The intersection of technology and music is a rapidly growing field. With advancements in digital audio software and hardware, musicians and sound artists continue to push the boundaries of what is possible in music and sound production. One area where technology has had a significant impact is in the field of acoustic ecology, which explores the relationship between humans and the natural soundscape.

Recently, two undergraduate students from Oberlin College’s Technology in Music and Related Arts (TIMARA) program had the opportunity to attend an international conference on acoustic ecology hosted by the World Forum for Acoustic Ecology (WFAE) in New Smyrna Beach, Florida. The conference provided a platform for artists, researchers, and scholars from around the world to share their work and discuss the latest developments in the field.

Ivy Fu on stage presenting research
Ivy Fu presents her research at WFAE. Photo courtesy of Ivy Fu.

Ivy Fu, a fifth-year TIMARA and art history student, presented a paper on surveillance and listening. The paper’s content mirrors the popular ExCo course Ivy is co-teaching this spring. Her work explored the ways in which technology has enabled new forms of surveillance and monitoring, and how this has impacted our relationship to our sonic environment. Ivy was thrilled to have the opportunity to “meet so many incredibly warm and supportive researchers and artists from all over the world!” TIMARA and Studio art double degree student Maya McCollum shared “To Carry Forward,” a sound installation featuring woven vessels constructed using materials gathered from her surrounding landscape of Oberlin, OH that she used to give voice to familial memories and to explore the ‘interconnectivity of global ecologies’. The project was installed at the library on site.

Homemade woven speakers attached to a bookcase in front of books.
A portion of Maya McCollum’s “To Carry Forward” installation. Photo courtesy of Maya McCollum.

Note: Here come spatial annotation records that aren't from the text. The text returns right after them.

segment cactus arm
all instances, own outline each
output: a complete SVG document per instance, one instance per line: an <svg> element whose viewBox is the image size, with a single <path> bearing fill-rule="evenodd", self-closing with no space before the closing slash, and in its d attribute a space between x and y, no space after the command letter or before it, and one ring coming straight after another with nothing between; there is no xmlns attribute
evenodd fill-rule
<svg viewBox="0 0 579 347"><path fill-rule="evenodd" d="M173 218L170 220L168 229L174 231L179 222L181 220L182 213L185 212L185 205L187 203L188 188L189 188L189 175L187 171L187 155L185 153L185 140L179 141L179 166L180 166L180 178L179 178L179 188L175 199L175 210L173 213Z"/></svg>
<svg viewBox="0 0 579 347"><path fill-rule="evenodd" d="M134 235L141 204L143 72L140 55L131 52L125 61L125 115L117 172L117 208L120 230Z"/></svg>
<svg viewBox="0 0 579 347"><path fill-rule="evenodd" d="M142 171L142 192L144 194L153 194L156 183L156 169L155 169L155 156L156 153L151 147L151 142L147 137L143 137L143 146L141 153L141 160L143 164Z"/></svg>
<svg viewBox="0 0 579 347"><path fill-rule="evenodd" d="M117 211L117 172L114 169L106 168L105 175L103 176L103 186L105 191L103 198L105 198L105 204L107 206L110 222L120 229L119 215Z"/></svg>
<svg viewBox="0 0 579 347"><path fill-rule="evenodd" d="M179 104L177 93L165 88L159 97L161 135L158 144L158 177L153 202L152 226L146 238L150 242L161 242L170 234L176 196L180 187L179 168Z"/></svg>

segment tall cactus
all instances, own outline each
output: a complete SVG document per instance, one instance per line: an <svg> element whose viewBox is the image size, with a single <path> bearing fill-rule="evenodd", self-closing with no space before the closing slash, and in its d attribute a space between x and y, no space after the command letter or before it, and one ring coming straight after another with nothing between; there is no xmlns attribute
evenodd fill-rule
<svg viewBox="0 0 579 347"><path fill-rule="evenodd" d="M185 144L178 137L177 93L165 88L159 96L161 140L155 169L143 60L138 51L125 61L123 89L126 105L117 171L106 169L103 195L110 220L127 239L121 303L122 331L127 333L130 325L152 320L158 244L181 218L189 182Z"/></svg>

Attending conferences like the WFAE’s can be an invaluable experience for undergraduate students. It provides them with an opportunity to network with professionals in their field, learn about the latest developments in the industry, and share their own work with a wider audience. For Ivy and Maya, the conference was a chance to connect with other like-minded individuals who are passionate about exploring the intersection of technology, art, and the environment. Ivy and Maya’s experience at the WFAE conference is a testament to the importance of supporting undergraduate research and providing opportunities for students to engage with professionals in their field. As technology continues to shape the music industry and the way we experience sound, TIMARA is proud to be able to continue to invest in the education and development of the next generation of artists and researchers.